La tristesse qui a gagné les quatre coins de la planète tient au sentiment que chacun a eu en son fort le plus intime l’impression de voir disparaître un des témoignages les plus élevés de la grandeur de l’homme et de sa création. Car la grandeur dont il s’agit n’est pas n’importe laquelle. Sans être un spécialiste de l’histoire architecturale ou du Paris du XIIIe siècle, tous ceux qui ont approché ou visité Notre-Dame n’ont pu manquer d’être saisis au vu de ce paysage de voûtes et de pierre par l’audace et la ténacité dont il témoigne, mais également par les efforts de plusieurs générations et le compagnonnage qui ont rendu possible son édification. Comme si l’homme sur ce petit bout de terre entre deux rives affirmait haut et fort sa volonté de se tenir debout, de relier la terre et le ciel, d’envoyer au monde un message de beauté et de fraternité, envers et contre tout, contre les éléments d’abord mais aussi contre les invasions et les massacres, les exactions empruntant le lit du fleuve pour répandre la violence et le malheur.
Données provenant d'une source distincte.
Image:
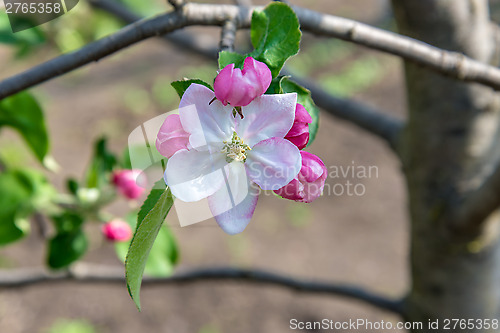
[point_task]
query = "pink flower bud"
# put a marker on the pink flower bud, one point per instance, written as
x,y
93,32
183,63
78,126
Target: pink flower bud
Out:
x,y
239,87
308,185
171,137
130,183
117,230
299,133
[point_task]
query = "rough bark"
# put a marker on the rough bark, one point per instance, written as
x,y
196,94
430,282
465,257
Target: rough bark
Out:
x,y
448,147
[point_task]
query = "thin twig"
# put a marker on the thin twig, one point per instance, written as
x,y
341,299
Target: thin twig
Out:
x,y
362,115
448,63
478,205
88,273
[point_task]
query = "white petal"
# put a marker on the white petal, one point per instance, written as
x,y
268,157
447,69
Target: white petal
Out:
x,y
194,175
273,163
266,117
233,205
206,122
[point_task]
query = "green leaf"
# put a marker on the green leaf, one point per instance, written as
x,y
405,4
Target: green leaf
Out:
x,y
275,35
152,199
304,98
22,192
102,164
143,241
65,248
163,255
69,243
182,85
226,58
23,113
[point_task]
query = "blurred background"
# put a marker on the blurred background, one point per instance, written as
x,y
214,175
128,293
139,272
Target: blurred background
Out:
x,y
359,239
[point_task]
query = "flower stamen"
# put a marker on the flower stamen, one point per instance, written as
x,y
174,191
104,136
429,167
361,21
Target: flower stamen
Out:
x,y
235,149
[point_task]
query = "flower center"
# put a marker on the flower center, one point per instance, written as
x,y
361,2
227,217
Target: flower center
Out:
x,y
235,149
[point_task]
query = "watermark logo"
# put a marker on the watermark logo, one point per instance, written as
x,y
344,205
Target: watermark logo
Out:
x,y
26,14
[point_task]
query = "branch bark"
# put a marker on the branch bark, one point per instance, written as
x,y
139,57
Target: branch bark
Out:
x,y
478,205
448,63
364,116
91,273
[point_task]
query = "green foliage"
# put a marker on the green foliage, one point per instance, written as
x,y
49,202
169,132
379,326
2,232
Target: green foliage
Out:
x,y
275,35
102,164
304,98
143,240
163,255
22,192
71,326
69,243
360,75
23,113
182,85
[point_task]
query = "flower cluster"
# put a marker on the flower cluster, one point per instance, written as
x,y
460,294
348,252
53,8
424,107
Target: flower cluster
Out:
x,y
215,155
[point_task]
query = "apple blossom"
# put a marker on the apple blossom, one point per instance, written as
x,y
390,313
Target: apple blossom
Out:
x,y
117,230
308,185
299,133
239,87
172,136
229,158
130,183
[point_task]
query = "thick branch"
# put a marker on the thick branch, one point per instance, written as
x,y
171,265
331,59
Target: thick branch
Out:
x,y
479,204
448,63
86,273
361,115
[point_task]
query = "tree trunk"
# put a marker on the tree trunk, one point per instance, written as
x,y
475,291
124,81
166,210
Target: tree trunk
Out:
x,y
448,147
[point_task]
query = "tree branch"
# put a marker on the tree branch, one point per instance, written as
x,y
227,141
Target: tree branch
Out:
x,y
448,63
228,36
364,116
90,273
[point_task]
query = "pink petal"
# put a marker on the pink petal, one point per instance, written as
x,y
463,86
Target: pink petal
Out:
x,y
273,163
171,137
234,204
195,110
194,175
266,117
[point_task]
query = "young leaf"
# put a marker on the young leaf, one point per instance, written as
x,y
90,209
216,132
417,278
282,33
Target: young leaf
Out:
x,y
226,58
182,85
143,241
275,35
23,113
102,164
65,248
153,197
163,255
304,98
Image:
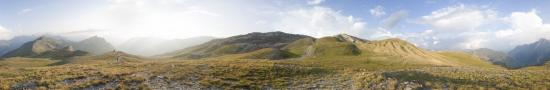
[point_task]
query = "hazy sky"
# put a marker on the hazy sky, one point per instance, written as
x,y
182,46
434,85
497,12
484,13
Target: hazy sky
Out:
x,y
433,24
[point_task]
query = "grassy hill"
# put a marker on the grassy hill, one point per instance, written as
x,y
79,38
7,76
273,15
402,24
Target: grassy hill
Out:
x,y
335,62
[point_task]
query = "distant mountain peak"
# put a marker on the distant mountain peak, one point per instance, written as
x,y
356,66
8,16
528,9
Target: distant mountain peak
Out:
x,y
95,45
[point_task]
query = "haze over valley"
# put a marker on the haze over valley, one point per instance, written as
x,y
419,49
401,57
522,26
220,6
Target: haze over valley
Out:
x,y
265,45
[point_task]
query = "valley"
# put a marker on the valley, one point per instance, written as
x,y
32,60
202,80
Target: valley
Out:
x,y
272,60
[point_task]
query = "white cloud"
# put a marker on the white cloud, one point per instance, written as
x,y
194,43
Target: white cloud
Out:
x,y
315,2
377,11
458,18
26,10
394,19
5,34
463,27
319,21
527,27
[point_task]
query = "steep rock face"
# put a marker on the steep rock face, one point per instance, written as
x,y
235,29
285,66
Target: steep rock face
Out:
x,y
395,46
335,46
239,44
14,43
45,47
94,45
536,53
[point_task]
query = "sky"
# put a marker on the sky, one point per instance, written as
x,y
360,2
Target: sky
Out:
x,y
431,24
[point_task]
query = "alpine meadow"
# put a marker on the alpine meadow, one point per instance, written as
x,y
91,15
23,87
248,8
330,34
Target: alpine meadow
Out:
x,y
274,45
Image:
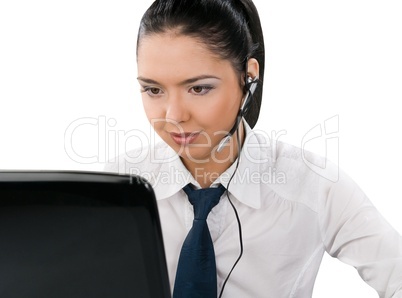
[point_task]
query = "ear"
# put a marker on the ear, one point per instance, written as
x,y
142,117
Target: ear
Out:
x,y
253,68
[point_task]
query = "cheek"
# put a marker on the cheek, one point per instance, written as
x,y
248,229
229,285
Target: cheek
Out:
x,y
152,111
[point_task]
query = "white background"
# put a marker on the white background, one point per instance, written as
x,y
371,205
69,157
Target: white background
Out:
x,y
61,61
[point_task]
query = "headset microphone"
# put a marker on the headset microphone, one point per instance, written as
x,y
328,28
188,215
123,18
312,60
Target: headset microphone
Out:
x,y
246,103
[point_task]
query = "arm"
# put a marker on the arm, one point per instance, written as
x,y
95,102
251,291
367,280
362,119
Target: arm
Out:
x,y
354,232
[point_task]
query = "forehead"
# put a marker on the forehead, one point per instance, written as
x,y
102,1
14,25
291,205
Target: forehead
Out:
x,y
170,54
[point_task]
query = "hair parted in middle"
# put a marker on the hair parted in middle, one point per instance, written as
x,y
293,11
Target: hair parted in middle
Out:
x,y
231,29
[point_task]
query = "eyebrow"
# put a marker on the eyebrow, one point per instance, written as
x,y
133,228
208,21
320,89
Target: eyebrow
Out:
x,y
185,82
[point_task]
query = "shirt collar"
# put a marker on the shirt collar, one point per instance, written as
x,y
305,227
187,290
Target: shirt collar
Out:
x,y
245,185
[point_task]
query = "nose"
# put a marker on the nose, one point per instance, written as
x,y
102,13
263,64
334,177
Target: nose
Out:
x,y
177,110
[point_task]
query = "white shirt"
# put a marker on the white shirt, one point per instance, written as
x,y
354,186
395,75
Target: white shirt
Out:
x,y
293,206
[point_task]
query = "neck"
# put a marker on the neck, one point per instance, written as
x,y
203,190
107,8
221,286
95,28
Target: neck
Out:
x,y
205,173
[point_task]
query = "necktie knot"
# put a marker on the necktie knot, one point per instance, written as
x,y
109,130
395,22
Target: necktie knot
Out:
x,y
196,269
203,200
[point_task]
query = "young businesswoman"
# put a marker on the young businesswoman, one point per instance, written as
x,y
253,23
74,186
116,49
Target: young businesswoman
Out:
x,y
201,72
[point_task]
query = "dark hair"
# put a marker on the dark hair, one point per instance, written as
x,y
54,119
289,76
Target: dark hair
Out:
x,y
229,28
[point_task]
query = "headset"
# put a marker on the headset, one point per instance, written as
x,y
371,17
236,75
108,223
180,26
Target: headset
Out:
x,y
252,85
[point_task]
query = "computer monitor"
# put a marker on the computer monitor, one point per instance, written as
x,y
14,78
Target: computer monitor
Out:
x,y
79,234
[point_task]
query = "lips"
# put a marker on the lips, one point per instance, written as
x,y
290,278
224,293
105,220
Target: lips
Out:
x,y
184,138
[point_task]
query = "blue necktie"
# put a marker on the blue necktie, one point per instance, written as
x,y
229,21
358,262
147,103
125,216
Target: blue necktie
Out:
x,y
196,270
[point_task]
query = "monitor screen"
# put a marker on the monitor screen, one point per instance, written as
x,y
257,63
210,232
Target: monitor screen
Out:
x,y
79,234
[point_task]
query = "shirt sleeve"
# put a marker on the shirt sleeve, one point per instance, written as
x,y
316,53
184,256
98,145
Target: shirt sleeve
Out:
x,y
355,232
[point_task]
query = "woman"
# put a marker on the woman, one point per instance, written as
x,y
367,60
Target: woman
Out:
x,y
201,67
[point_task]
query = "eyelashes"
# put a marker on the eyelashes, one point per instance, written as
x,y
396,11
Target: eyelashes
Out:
x,y
197,90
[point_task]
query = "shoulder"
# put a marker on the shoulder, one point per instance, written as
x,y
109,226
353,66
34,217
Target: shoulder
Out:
x,y
306,177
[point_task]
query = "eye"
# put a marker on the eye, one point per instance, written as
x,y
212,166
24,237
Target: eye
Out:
x,y
152,91
200,90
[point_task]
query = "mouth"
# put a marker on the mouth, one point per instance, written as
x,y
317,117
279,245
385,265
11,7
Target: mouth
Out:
x,y
184,138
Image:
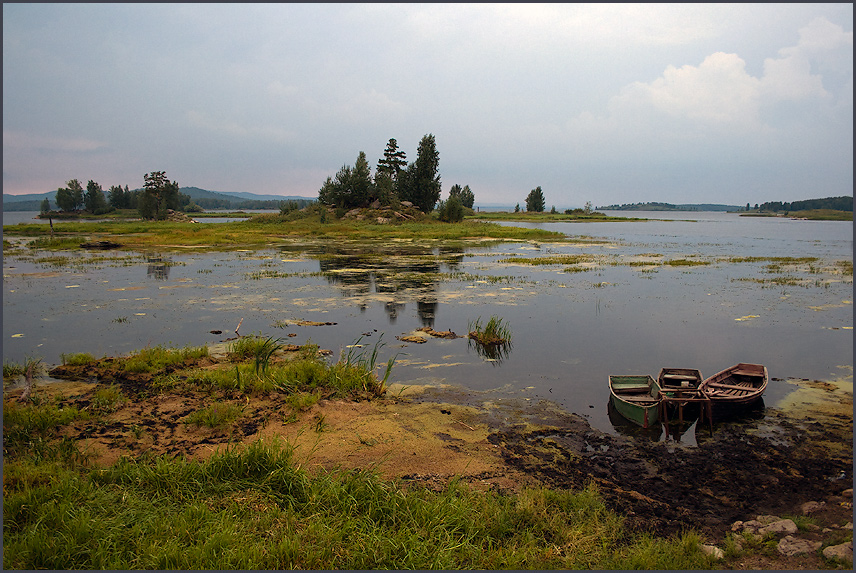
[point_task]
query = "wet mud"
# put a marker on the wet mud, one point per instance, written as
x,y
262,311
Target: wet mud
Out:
x,y
749,465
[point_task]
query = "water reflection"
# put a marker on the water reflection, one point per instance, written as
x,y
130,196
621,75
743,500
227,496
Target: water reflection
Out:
x,y
399,273
158,267
493,353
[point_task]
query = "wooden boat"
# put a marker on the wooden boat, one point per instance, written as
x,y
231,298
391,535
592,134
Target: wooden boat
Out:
x,y
636,397
679,381
739,385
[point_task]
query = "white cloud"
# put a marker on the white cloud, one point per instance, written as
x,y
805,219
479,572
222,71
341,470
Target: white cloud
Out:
x,y
232,128
28,142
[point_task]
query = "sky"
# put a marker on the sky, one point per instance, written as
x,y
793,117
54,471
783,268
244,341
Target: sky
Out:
x,y
608,103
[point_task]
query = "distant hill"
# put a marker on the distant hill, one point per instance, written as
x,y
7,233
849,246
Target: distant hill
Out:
x,y
202,197
651,206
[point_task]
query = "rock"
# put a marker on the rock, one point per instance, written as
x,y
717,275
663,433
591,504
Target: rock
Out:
x,y
843,551
791,545
781,526
811,506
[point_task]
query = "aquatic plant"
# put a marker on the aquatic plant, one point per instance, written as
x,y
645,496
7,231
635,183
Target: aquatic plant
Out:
x,y
496,332
156,358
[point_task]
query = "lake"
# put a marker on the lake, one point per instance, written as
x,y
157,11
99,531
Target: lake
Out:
x,y
632,307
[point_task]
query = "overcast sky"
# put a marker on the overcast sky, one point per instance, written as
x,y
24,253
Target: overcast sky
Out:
x,y
607,103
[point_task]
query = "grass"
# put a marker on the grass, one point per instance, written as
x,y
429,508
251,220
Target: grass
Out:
x,y
262,230
253,508
156,358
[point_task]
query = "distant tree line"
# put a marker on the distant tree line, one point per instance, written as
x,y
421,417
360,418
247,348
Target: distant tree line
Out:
x,y
395,181
153,201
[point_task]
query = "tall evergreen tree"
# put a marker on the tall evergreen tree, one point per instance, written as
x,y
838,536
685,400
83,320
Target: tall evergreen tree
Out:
x,y
421,184
76,190
64,199
535,200
94,198
393,160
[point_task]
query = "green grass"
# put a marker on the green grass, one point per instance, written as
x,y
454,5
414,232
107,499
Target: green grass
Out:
x,y
254,508
264,229
554,260
157,358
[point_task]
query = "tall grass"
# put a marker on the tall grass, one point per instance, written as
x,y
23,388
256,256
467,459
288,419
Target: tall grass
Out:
x,y
253,508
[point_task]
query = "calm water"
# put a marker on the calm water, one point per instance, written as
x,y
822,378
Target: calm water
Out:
x,y
570,329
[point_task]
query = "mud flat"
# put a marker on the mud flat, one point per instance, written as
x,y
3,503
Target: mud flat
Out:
x,y
795,454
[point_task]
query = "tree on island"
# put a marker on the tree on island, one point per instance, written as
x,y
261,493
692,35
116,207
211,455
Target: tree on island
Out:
x,y
70,198
420,182
94,198
393,160
159,195
535,200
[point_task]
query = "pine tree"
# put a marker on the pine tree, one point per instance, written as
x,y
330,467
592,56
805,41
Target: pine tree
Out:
x,y
393,160
535,200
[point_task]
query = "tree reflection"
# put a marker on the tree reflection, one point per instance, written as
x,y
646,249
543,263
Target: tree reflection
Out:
x,y
158,267
393,275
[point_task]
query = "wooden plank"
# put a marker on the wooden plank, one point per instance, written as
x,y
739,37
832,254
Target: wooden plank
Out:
x,y
732,387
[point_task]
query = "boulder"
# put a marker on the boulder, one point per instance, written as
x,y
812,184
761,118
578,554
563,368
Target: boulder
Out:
x,y
790,545
781,526
811,506
843,551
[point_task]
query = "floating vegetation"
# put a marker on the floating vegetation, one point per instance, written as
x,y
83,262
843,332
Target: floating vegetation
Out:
x,y
685,263
491,341
554,260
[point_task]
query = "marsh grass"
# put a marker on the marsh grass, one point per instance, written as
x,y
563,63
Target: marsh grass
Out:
x,y
554,260
107,399
157,358
494,332
253,508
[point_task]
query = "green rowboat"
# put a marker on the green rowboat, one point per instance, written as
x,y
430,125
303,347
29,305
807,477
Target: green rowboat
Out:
x,y
636,397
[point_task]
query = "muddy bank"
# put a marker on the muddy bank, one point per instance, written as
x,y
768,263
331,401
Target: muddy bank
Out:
x,y
745,467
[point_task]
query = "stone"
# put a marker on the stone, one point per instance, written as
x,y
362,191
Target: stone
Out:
x,y
790,545
781,526
843,551
768,519
811,506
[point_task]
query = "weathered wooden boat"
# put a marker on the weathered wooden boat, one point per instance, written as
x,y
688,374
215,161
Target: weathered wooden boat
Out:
x,y
742,384
684,380
681,392
636,397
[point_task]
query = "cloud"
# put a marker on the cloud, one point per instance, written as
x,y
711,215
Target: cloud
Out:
x,y
21,141
232,128
718,97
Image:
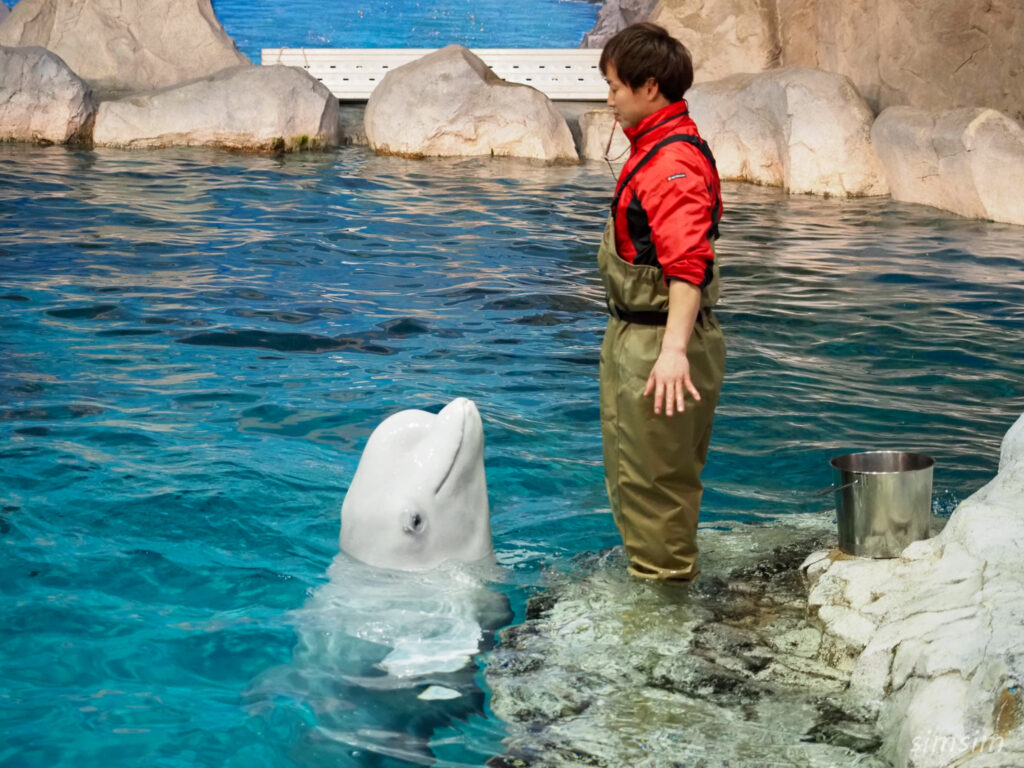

Sursaut national et international

Ce que nous conte Notre-Dame, c’est un héroïsme et une grandeur dont nous avons perdu l’habitude, dont nous nous sommes détournés aujourd’hui, et que les porteurs de bonne conscience fustigent à travers les actions de l’homme dans la nature au prétexte qu’elles détruisent le monde à venir et annihilent les chances qu’ont les générations futures de pouvoir y vivre. Ces écologistes de tout poil qui nous promettent l’apocalypse quand bien même nous changerions nos comportements, ceux qui nous disent qu’il est déjà trop tard pour l’humanité et qu’il n’y a plus rien à faire.

Ce qui frappe dans le sursaut national et international que l’on voit se dessiner, c’est, au contraire, qu’il relève d’une autre histoire et d’une autre fierté. Une histoire qui nous enracine dans le passé au lieu de nous projeter dans le futur, une histoire qui exalte les gestes les plus ambitieux de l’homme – édifier sur plusieurs siècles un monument qui chante autant la gloire de Dieu que celle de ses bâtisseurs, montrer que le monde ne vaut que s’il est aussi le fruit de ce que notre empreinte peut en faire de plus beau. C’est sans doute aussi cela qui fit dire à Romain Rolland écrivant en 1914 à son ami Gerhart Hauptmann alors que l’Allemagne en guerre bombardait la cathédrale de Reims qu’il s’agissait là avant l’heure d’un crime contre la culture et donc contre l’humanité. Ce que peut nous restituer aujourd’hui l’incendie de Notre-Dame, c’est l’envie de refaire histoire.

Par Perrine Simon-Nahum, Philosophe, directrice de recherches au CNRS, professeure à l'ENS.